Last week I got to meet Texas Governor Rick Perry (that’s a photo of him pointing to a picture on his office wall). The first thing he told me, after saying “I just Tweeted you” is “when are you going to move to Texas?”
Two years ago I would have laughed because California was definitely the best place to do a technology business. This year, though, it’s a little tougher to laugh at that suggestion.
1. My two brother-in-laws, both engineers, are laid off and looking for work. If they found work in Texas, they’d move in a heartbeat.
2. Housing prices in Silicon Valley remain ridiculous.

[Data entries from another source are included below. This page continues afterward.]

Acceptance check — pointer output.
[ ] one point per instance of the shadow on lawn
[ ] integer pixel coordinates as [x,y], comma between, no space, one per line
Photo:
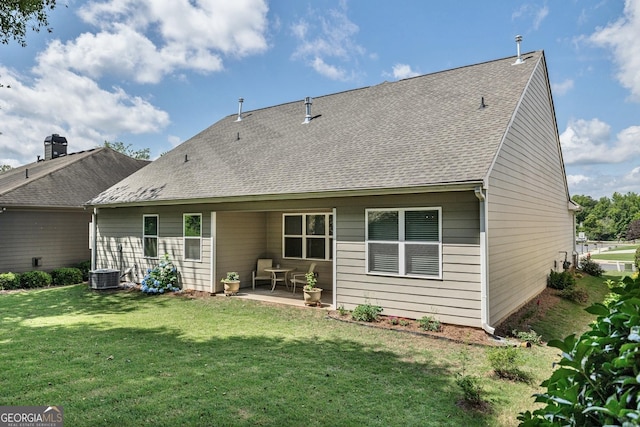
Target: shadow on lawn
[65,300]
[156,376]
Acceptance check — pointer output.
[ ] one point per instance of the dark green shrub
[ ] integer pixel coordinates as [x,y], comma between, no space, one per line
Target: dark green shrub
[560,280]
[507,362]
[366,312]
[9,281]
[598,379]
[575,294]
[84,267]
[471,388]
[66,276]
[591,267]
[430,323]
[531,337]
[35,279]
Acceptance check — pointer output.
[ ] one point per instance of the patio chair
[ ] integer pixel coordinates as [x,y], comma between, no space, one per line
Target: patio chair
[299,278]
[259,274]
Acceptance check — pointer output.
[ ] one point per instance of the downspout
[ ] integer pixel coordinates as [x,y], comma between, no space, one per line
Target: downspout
[94,238]
[484,287]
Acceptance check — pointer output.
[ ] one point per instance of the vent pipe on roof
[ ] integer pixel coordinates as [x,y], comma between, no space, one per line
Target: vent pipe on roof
[519,59]
[307,104]
[240,101]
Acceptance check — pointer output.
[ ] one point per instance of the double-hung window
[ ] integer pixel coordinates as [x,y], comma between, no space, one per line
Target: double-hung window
[150,236]
[192,233]
[404,242]
[308,236]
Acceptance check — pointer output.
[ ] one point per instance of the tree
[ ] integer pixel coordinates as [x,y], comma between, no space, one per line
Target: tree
[142,154]
[17,15]
[633,232]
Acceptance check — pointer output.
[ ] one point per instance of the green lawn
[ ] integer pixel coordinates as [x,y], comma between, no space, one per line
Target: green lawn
[128,359]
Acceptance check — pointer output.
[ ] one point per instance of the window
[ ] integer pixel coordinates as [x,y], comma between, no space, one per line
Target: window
[308,236]
[192,232]
[150,236]
[404,242]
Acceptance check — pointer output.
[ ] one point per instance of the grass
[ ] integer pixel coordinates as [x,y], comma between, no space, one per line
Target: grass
[628,257]
[129,359]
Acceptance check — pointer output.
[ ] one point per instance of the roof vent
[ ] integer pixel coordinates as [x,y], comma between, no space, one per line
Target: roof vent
[55,146]
[307,104]
[240,101]
[519,60]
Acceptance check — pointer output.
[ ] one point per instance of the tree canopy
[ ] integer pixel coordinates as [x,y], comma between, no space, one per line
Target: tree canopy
[141,154]
[18,16]
[608,218]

Yeah, on my street in Half Moon Bay there’s lots of houses for sale, but prices remain far higher than they are in Texas and other places in the world and over the hill in Palo Alto prices haven’t dropped at all.
3. The pull of VC money over on Sand Hill Road is dropping fast. Last night when I visited SmugMug’s offices CEO Don MacAskill told me he just hired some people with decades of experience and said “I never expected to be able to hire such talent.” If the stars of Silicon Valley are on the street looking for work, imagine what it’s like for regular everyday engineers.

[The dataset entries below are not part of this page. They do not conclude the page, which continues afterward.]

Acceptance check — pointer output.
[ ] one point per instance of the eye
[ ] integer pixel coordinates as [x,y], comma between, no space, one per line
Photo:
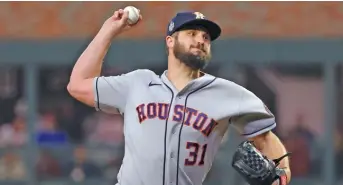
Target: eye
[191,33]
[206,37]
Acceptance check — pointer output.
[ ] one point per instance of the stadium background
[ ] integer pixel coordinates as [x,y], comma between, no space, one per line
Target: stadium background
[288,53]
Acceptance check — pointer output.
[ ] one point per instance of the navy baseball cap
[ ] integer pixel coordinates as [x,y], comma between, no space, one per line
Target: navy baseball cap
[188,19]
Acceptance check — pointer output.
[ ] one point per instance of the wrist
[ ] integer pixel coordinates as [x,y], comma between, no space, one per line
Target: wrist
[282,178]
[106,35]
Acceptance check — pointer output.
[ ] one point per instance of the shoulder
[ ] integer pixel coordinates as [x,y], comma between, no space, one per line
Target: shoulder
[139,75]
[230,86]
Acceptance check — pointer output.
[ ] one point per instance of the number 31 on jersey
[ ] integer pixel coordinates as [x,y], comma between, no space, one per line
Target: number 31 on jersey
[196,154]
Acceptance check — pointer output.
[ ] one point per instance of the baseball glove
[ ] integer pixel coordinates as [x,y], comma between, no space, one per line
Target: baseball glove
[256,168]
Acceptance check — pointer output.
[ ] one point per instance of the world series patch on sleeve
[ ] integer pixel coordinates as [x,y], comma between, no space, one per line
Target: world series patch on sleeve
[256,168]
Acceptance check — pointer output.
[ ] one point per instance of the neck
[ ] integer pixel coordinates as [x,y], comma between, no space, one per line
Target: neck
[180,74]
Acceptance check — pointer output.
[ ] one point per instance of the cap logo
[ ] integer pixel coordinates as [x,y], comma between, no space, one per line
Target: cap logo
[199,15]
[171,26]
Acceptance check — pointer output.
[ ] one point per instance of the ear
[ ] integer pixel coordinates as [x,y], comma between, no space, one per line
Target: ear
[170,41]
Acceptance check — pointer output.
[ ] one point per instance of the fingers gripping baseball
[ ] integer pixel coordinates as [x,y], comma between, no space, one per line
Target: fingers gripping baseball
[119,22]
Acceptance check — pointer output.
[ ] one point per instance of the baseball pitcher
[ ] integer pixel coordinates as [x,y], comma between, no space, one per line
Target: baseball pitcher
[174,122]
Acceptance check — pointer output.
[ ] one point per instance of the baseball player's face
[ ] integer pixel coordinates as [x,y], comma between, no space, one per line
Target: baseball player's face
[193,48]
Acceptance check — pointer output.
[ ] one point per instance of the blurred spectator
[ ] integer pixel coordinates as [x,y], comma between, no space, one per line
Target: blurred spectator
[13,134]
[47,166]
[104,129]
[80,168]
[12,167]
[298,142]
[47,122]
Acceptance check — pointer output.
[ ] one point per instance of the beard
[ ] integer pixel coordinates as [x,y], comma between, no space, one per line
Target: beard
[195,62]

But that’s just my stories. For California as a whole I’m sensing that the whole state is primed for a major brain drain.

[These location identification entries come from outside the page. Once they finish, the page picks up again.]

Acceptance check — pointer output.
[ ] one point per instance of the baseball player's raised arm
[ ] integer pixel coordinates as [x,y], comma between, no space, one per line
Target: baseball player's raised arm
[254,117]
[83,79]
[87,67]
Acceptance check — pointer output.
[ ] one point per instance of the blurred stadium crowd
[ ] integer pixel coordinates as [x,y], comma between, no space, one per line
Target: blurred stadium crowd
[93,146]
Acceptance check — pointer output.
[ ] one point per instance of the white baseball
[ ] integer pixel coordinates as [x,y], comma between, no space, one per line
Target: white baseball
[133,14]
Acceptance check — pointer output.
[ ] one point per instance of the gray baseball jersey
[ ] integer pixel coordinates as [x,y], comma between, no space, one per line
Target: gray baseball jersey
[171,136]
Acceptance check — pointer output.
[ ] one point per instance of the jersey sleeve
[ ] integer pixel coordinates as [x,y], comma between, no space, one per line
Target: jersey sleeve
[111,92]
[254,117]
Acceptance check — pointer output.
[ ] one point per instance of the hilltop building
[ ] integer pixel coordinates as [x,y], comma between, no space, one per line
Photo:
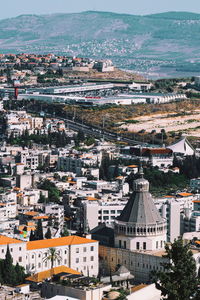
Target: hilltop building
[139,235]
[80,254]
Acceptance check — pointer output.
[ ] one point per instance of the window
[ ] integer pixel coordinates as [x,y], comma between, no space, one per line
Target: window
[144,246]
[138,245]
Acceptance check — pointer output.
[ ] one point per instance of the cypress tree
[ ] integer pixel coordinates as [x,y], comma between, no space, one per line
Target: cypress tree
[9,274]
[179,279]
[48,234]
[32,236]
[20,274]
[39,231]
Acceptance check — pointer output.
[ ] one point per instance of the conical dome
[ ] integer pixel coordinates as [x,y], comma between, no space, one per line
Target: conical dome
[140,208]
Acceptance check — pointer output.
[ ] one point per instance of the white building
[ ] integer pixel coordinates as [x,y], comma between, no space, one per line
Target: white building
[78,253]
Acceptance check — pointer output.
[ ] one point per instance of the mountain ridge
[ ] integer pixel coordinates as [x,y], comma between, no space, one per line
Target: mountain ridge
[168,39]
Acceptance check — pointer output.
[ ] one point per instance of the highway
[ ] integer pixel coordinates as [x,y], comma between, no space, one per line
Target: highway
[99,133]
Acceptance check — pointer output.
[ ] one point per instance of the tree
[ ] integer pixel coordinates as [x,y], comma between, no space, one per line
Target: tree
[48,234]
[32,236]
[52,256]
[65,232]
[39,231]
[20,274]
[179,279]
[9,274]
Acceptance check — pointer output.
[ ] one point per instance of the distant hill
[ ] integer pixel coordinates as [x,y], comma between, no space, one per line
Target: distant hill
[169,40]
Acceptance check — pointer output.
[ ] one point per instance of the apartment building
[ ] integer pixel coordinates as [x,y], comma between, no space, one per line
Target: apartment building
[78,253]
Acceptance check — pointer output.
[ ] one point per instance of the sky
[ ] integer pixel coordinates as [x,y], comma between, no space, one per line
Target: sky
[12,8]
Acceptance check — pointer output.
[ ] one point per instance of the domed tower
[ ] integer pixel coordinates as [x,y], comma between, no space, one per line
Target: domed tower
[140,226]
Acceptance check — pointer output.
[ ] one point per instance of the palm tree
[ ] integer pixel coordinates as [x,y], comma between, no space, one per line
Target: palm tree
[52,256]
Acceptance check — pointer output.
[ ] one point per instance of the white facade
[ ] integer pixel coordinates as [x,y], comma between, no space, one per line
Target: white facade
[81,255]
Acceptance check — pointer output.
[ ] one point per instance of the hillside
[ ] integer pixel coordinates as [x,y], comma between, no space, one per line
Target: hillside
[168,41]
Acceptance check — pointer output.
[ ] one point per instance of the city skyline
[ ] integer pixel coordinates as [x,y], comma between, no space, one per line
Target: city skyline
[11,9]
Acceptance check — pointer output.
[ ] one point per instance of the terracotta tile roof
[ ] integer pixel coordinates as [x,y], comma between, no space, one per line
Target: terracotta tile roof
[31,213]
[132,166]
[91,199]
[63,241]
[40,217]
[41,276]
[185,194]
[5,240]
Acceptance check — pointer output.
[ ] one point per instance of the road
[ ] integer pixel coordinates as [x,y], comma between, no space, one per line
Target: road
[99,133]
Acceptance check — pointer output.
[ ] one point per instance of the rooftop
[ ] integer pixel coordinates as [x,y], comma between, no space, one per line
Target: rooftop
[41,276]
[5,240]
[63,241]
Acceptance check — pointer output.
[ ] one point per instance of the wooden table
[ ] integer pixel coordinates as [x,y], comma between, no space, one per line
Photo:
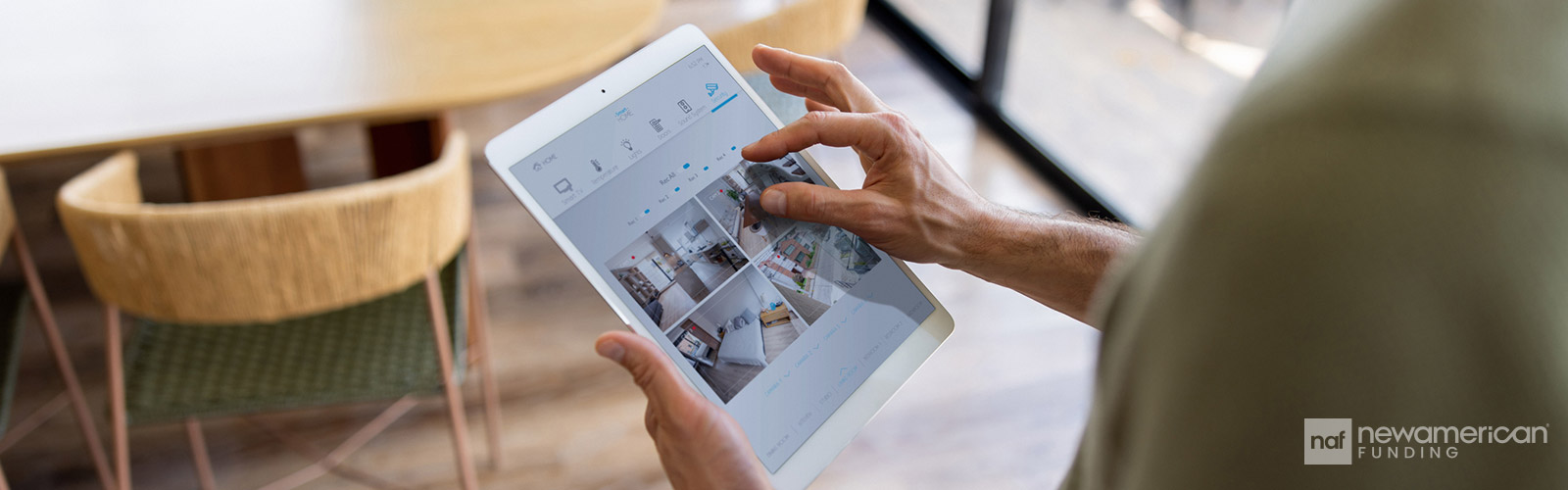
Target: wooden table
[229,80]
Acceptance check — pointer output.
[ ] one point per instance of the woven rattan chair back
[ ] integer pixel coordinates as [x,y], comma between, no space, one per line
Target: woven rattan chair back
[7,214]
[270,258]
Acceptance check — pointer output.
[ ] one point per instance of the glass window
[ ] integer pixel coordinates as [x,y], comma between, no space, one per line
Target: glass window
[1125,93]
[956,25]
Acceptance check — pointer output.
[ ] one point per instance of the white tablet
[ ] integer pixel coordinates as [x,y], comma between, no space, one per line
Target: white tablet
[802,331]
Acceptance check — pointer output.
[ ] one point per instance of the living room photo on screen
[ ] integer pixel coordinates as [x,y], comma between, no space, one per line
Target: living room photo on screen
[737,331]
[676,263]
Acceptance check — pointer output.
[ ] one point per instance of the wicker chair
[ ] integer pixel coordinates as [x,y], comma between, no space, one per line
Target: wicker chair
[12,323]
[311,299]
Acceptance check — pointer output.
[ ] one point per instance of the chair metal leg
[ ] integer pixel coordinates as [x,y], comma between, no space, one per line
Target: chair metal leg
[200,454]
[117,396]
[333,462]
[57,347]
[41,415]
[460,434]
[480,327]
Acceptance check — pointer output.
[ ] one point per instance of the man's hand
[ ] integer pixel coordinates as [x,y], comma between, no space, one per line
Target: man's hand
[913,205]
[698,443]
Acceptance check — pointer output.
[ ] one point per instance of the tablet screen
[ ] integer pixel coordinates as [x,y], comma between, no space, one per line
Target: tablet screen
[778,320]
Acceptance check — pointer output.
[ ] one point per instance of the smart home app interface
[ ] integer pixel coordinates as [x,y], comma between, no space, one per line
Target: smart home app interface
[778,319]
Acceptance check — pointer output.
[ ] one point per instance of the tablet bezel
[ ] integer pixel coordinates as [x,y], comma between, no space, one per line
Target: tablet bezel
[556,120]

Why? Our state is bankrupt. What was the response? Lay off a bunch of teachers. Our education system is already in the toilet, but this will make it worse. Other states, like Texas, that aren’t bankrupt and aren’t laying off teachers, are looking more and more attractive to parents. It’s that, or spend 10s of thousands on private schools.
There’s a general feeling that crime is getting worse. That’s part a PR problem due to four Oakland police officers getting killed last week, but how will we solve those problems if we don’t have any money to hire more cops, build more prisons, etc, etc? Callers to KGO radio yesterday made it sound like the crime problem is getting worse. Rubbed into the wound is the fact that as a state we’ve decided to stop spending money on education and I predict we’ll see the problem get even worse as uneducated kids hit the job market and find no one is willing to hire them. The crime rate is about to head up big time because of this.
Finally, entrepreneurs are figuring out that they can start companies elsewhere and do just fine. A month ago I visited Tatango up in Bellingham Washington. If you can start a startup in Bellingham you can start it anywhere. I have to admit that the small town life of Bellingham has many advantages for a startup. For one, your employees are going to be more loyal. For two, they will need less pay because housing costs 1/7th to 1/12th what it does in Palo Alto. For three, the whole community is vested in helping you out (they are the only tech startup in town).
In California’s defense, it’s still going to be hard for someone like me to leave because of the ecosystem that exists here, the weather, and generally the ability to ask anyone on the street what their Twitter address is and get back more than just a blank look, but the Texas Governor made it clear he was going to come after California’s entrepreneurs and what he’s offering workers and entrepreneurs is more and more attractive every day.
Is this a problem for California? Are we about to see a major brain drain? If we don’t fix the education problem and the economy doesn’t improve here soon to keep geeks from looking elsewhere, I’d say yes. I’m off to look at moving company stats. They are usually the first place to see evidence of a brain drain as people move out of state.
Are you seeing any evidence yet? Got family/friends/coworkers who’ve moved out of state?